C'est à la suite de la découverte de l'iode en 1812 dans les cendres d'algue que la flottille goémonière bretonne s'est réellement créée. La création de la première usine, au Conquet, en 1829, concrétise ce démarrage. Le succès ne se fait pas attendre, et dès 1860, la production d'iode est de 60 tonnes. Notons de suite que cette production requiert la fourniture de plus de 110 000 tonnes de laminaires fraîches, composées pour partie de goémons de coupe, et pour partie de goémon d'épave. D'abord alimentés par des pêcheurs et d'anciens navigants, les effectifs de goémoniers vont peu à peu se constituer à partir des populations paysannes littorales comme il est de règle quand la demande en main d'œuvre est importante. Un type nouveau de bateau est créé, il s'agit du sloup goémonier ou skloup. Issu du sloup de pêche, l'adaptation au goémon se fait en élargissant les formes pour accroître les capacités de charge. Dans ce même but, le fond du bateau ou strat est vaigré ou garni d'un caillebotis. Le tirant d'eau est réduit pour pouvoir fréquenter les petits fonds, réduisant ainsi le plan de dérive et par-là même les performances du bateau. Le grément consistant en une grand voile, foc et trinquette est simple, rapidement mis en place car lors de la coupe, le bateau est démâté.

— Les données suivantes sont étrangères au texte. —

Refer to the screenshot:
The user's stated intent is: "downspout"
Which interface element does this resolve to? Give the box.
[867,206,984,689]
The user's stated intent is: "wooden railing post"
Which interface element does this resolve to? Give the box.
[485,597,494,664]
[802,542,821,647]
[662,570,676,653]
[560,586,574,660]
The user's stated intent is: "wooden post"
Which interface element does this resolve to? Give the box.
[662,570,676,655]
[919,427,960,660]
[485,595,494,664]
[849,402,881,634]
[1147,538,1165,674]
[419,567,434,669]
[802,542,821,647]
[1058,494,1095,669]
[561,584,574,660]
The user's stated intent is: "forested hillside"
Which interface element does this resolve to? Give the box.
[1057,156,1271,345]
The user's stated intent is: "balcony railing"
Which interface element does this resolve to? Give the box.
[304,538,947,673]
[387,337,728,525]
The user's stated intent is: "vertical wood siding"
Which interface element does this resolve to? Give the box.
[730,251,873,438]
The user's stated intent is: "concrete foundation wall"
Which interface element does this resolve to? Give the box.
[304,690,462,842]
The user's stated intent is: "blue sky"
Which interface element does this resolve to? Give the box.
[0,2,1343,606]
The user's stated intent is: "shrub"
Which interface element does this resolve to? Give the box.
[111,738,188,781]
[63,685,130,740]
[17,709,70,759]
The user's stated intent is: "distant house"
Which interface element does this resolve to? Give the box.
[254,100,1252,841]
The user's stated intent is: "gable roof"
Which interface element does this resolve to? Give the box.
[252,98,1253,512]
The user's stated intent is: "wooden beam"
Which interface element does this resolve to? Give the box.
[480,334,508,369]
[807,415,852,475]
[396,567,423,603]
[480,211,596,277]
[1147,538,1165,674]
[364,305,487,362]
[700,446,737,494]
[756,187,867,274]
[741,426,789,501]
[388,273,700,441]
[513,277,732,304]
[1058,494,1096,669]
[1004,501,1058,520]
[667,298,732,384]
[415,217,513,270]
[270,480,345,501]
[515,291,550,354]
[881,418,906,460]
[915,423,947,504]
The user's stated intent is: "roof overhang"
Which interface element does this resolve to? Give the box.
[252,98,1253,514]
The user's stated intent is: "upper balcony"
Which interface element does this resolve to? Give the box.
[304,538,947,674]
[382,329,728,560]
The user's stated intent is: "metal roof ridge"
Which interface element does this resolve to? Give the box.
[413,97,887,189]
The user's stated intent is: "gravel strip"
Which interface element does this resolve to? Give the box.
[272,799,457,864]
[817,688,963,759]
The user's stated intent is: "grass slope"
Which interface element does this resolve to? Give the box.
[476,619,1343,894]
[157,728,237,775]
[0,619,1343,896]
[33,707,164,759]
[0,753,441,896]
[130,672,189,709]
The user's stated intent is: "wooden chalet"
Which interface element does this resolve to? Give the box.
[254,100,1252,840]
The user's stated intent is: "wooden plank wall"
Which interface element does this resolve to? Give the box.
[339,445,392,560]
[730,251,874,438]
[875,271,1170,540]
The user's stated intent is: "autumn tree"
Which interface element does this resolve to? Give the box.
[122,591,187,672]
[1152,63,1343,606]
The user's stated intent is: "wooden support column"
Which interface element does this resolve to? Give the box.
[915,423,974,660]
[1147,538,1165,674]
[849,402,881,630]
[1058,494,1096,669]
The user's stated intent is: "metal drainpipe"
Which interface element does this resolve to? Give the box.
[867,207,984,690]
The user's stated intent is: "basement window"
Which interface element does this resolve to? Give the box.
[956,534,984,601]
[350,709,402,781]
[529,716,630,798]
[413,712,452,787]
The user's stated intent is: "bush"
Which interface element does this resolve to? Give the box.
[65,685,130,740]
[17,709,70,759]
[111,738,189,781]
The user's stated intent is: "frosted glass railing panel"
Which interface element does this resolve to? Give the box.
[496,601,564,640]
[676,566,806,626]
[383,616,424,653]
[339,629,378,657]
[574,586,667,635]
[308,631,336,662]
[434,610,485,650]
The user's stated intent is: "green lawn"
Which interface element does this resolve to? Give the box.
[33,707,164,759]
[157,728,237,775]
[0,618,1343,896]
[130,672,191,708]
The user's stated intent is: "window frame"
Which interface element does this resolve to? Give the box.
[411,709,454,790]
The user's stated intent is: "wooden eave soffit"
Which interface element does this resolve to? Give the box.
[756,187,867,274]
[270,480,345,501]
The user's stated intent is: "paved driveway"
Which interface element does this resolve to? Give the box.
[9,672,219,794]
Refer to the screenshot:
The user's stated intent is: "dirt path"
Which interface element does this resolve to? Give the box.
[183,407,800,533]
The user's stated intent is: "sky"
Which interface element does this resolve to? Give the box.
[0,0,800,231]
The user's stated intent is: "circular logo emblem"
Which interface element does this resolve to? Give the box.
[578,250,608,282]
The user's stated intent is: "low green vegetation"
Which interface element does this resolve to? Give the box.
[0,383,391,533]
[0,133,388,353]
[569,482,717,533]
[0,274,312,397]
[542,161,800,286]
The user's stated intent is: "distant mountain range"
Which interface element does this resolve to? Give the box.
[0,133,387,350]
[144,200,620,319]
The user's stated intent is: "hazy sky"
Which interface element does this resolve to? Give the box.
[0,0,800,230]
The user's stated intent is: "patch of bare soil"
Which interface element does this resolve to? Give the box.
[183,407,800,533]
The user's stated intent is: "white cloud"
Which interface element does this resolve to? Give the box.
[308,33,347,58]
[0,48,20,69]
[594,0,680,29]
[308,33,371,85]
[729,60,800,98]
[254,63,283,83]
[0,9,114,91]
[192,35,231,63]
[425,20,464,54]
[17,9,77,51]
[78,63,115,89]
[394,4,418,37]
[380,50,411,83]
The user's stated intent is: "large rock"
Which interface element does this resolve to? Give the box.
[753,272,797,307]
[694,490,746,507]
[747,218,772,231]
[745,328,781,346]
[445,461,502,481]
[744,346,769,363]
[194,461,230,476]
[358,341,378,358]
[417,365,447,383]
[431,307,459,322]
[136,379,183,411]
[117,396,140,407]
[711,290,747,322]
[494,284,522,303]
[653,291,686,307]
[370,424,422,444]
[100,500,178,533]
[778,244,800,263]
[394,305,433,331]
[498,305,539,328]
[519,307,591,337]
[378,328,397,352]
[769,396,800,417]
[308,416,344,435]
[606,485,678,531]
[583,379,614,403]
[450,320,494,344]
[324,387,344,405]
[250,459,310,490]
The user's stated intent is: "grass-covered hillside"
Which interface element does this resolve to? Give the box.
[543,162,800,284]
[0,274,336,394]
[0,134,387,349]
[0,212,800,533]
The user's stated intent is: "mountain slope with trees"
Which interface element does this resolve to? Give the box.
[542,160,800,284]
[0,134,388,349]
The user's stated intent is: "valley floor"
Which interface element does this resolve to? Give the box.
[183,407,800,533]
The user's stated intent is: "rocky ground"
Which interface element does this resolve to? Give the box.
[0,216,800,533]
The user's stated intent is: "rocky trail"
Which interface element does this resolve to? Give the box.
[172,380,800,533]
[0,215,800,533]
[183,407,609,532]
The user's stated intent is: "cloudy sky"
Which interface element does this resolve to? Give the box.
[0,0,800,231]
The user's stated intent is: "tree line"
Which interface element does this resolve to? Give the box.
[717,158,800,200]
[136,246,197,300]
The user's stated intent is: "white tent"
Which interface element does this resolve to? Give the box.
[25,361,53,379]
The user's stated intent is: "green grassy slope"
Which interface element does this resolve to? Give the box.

C'est entre Plouguerneau et l'Aber Ildut que l'industrie de l'iode devient un véritable élément économique et social. La population locale trouve dans cette activité des gains que l'agriculture n'aurait pas permis. Dans les années 20, l'activité des usines et des flottilles est à son apogée. Près de 600 marins et goémoniers sont dénombrés entre Portsall et Porspoder. La coupe du goémon se fait à partir des skloups. Si certains d'entre eux sont effectivement des bateaux disposant de voiles, il faut aussi signaler une autre composante de la flottille. Il s'agit de bateaux de moindre taille de 5 mètres environ de longueur mus aux seuls avirons. La coupe se fait lors des grandes marées de la mi avril à mi septembre. Il y a en général 2 hommes par bateau, un patron et son matelot. Arrivés sur les lieux de pêche, les bateaux mouillent, les outils de coupe ou guillotines subissent un dernier affûtage, puis sont glissés sous les algues afin de les détacher de la roche. Ramenées à bord, les algues sont déversées dans la cale. La coupe dure tant que les algues sont accessibles. La remontée de la mer impose le retour au port où les charrettes attendent. Charretées après charretées, le bateau se vide et les algues sont épandues sur les dunes pour y être séchées. Il faut 3 jours pour mener le séchage à bien. Ensuite les algues sont mises en tas en attendant, soit leur brûlage pour la fabrication de la soude, soit leur expédition directe. La vie des goémoniers est une vie mixte, en mer lors des grandes marées, et à la ferme pour les mortes eaux.


Après la guerre, la relance générale de l'économie tarde à se manifester au niveau de l'industrie des algues. L'iode a perdu son importance thérapeutique avec l'arrivée des antibiotiques. Par ailleurs, on en trouve sur le marché international des prix bien moins élevés que ceux imposés par l'industrie française. La flottille goémonière essaie tant bien que mal de subsister. Les besoins en laminaires stagnent, les départs à la retraite ne sont pas remplacés. Il reste heureusement une activité qui réclame des bras, la coupe des goémons de rive et le ramassage des goémons épaves assure une production de plus de 75 000 tonnes (en algue fraîche). La motorisation des bateaux est alors une priorité pour les organisations professionnelles.


La relance de l'activité goémonière survient au début des années 60. En effet, l'utilisation des alginates prend de plus en plus d'importance. Les alginates sont utilisés pour leurs qualités épaississantes et gélifiantes. Les industriels redeviennent consommateurs de laminaires. De nouveaux bateaux sont construits. Ils sont alors systématiquement motorisés. La volonté des goémoniers de s'insérer dans l'évolution sociale et économique globale se manifeste par la recherche d'une mécanisation des moyens de coupe. Ce sera chose faite en 1971 avec l'apparition du scoubidou hydraulique.